The repugnance, the retching that thrusts me from side to side and turns me away from defilement, sewage, muck…The fascinated start that leads me toward and separates me from them. Julia Kristeva, Powers of Horror: An Essay on Abjection

Dirty Wet is an exploration of liminal spaces found along the most polluted river on the continent: the New River, a river made of corporate pollutants and agricultural run-off, which flows 74 miles between Baja, Mexico, and Imperial County, California.

The New River was born after a Colorado River dam broke a century ago. It has since been fed by under-treated sewage, manufacturing wastewater, and agricultural run-off. These contributors result from the extractive “Free Trade Zone” practices of multinational export-based corporations in the area, governmental laxity on both sides of the border, and the siphoning of the Colorado River for agriculture. Attempts to clean up the river have long been deliberately underfunded. The river courses through communities where rural, low-income people currently live.

After discovering images of migrants wading through the New River to enter the US, I became attracted to the river as a place of convergence: accessible, polluted, liminal, a place where inside and outside meet and are confused. In the days that followed, I asked twelve friends to send me a pair of their underwear with a note revealing something significant or banal related to the underwear.

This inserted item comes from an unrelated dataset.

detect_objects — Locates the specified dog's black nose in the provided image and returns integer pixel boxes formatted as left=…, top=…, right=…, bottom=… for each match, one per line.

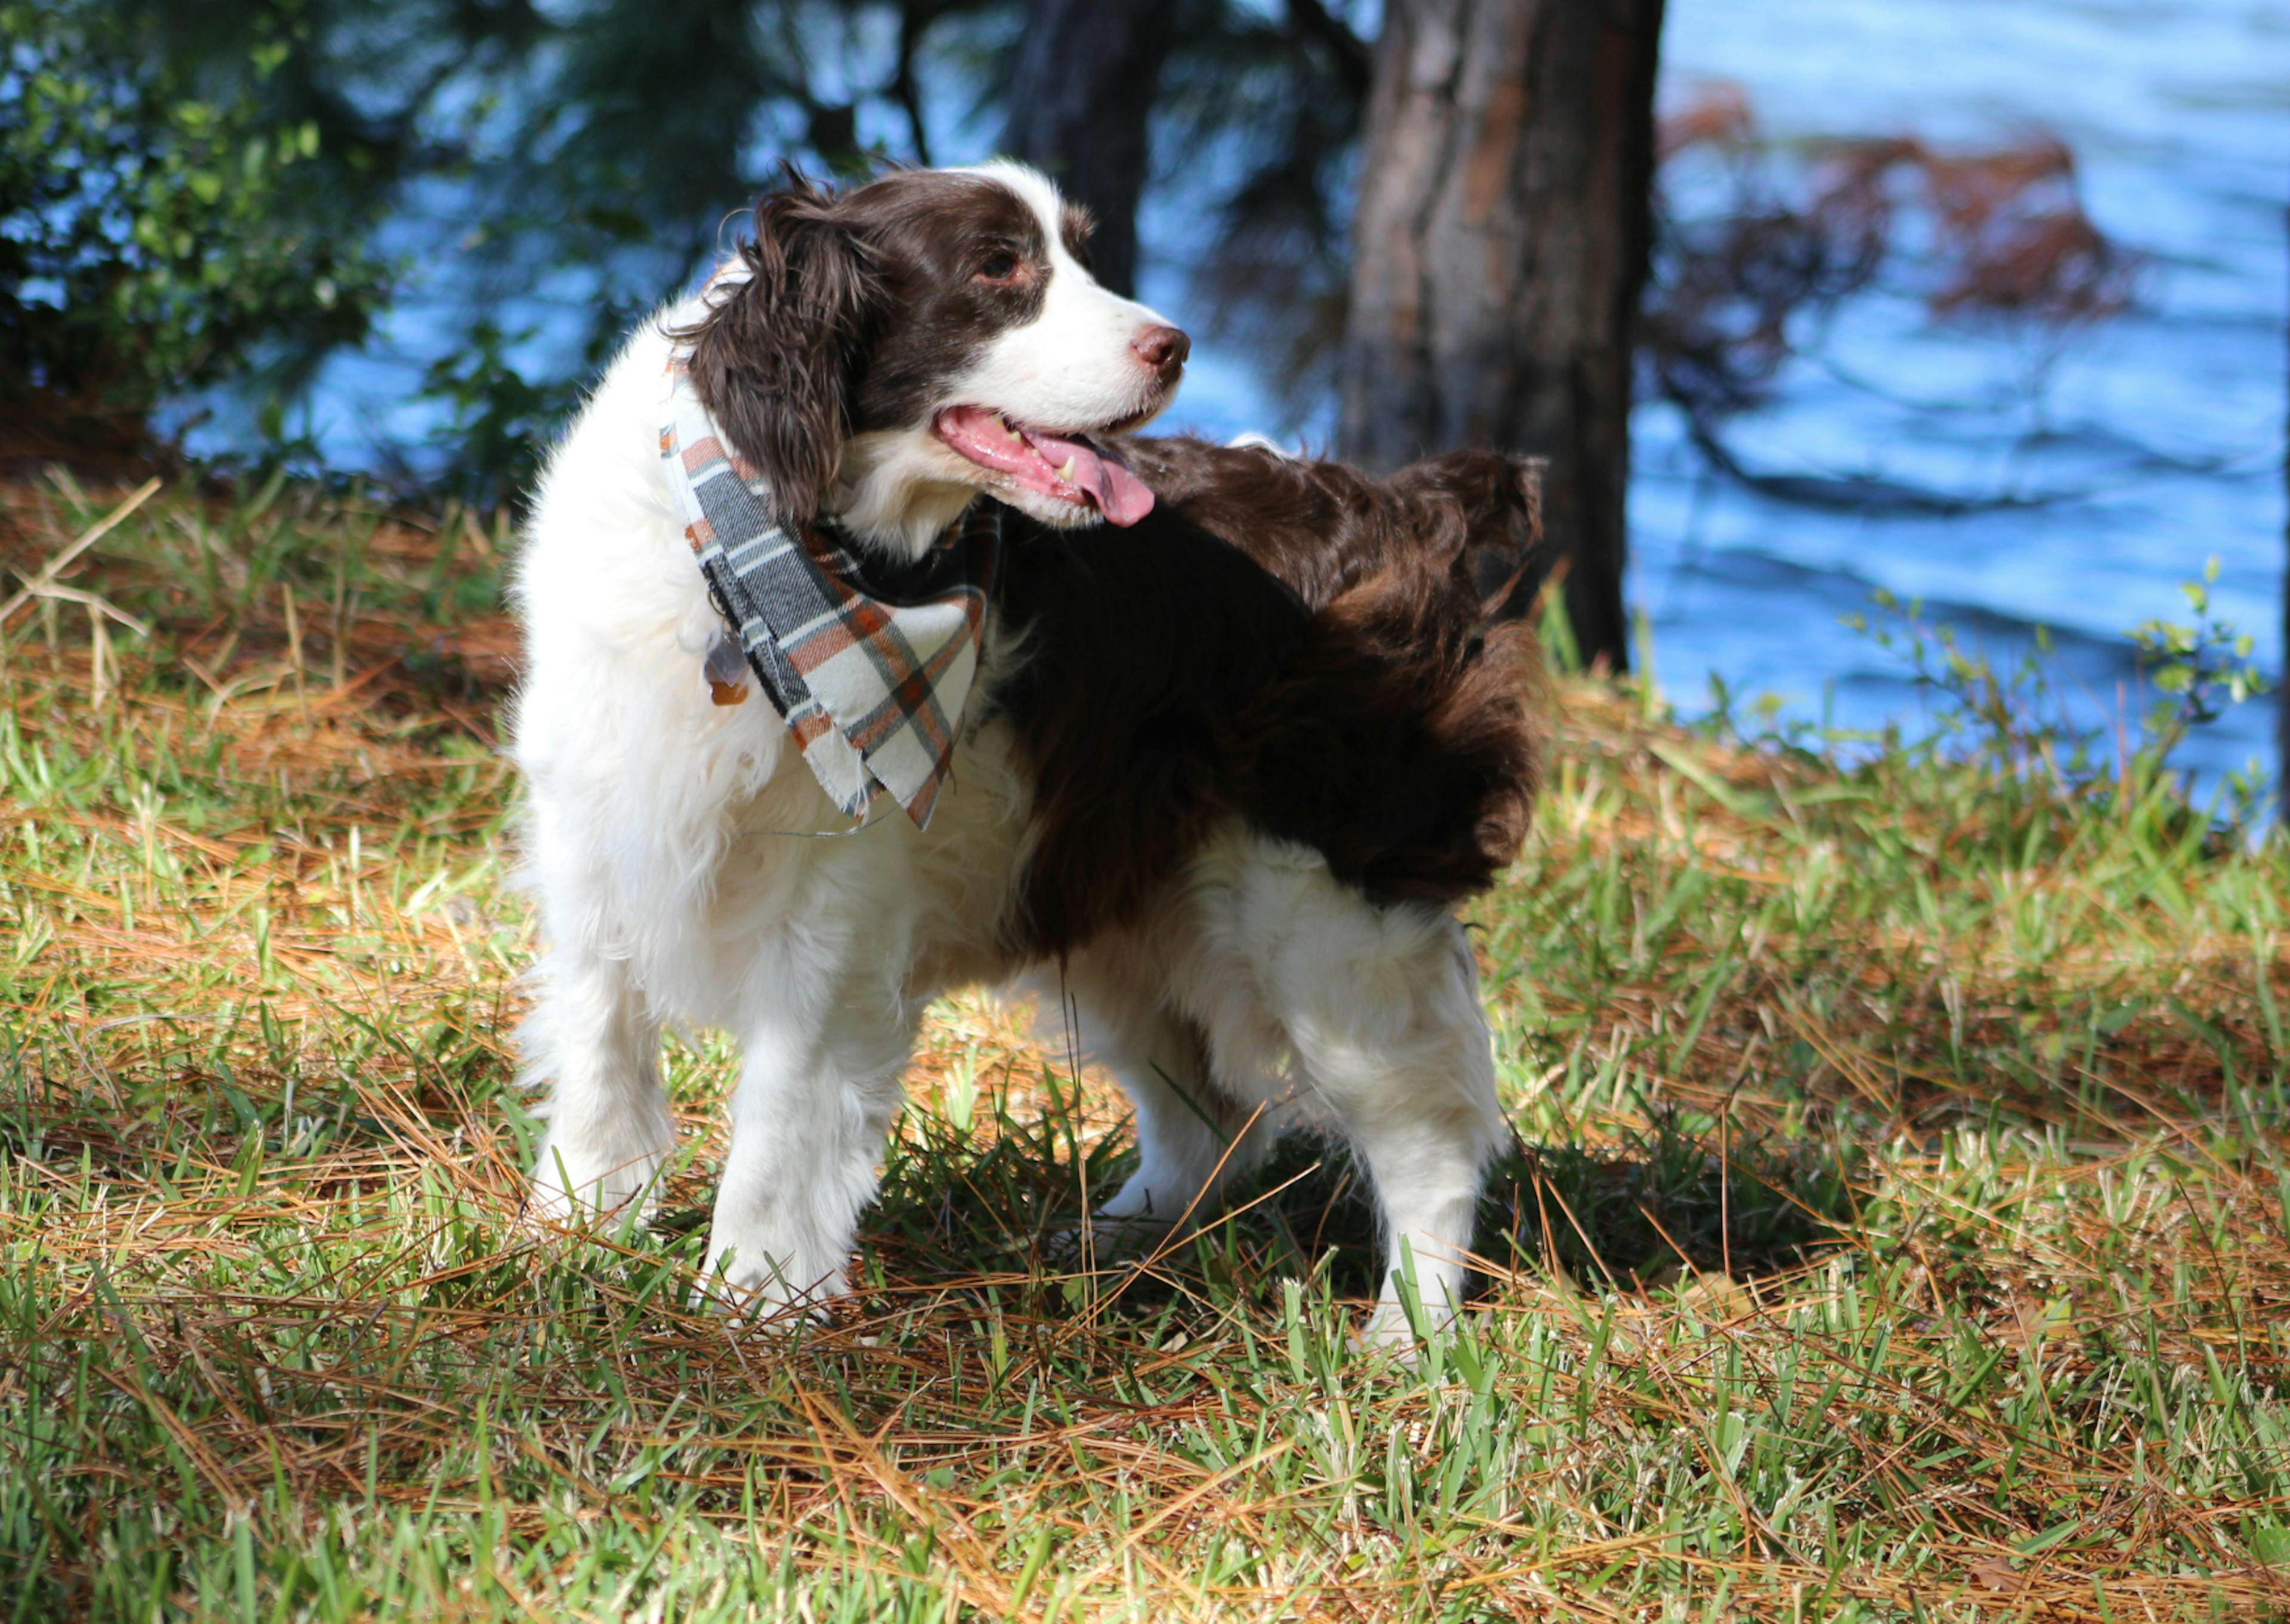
left=1132, top=324, right=1190, bottom=378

On five occasions, I traveled to the New River to float the underwear on the water's surface, documenting its travels and eventual immersion. I photographed these floats on a Holga camera using 120 film. I knew that I was doing nothing to purify the river. In fact, I was adding more pollution to it, but over time the floating underwear became for me an act of intimacy—complicated, as femme undergarments are, too, a place of so much convergence: gender performativity driven by erotic desire, but also as a liminal space, a swatch of fabric, in contact with the female body, where the inside and the outside meet.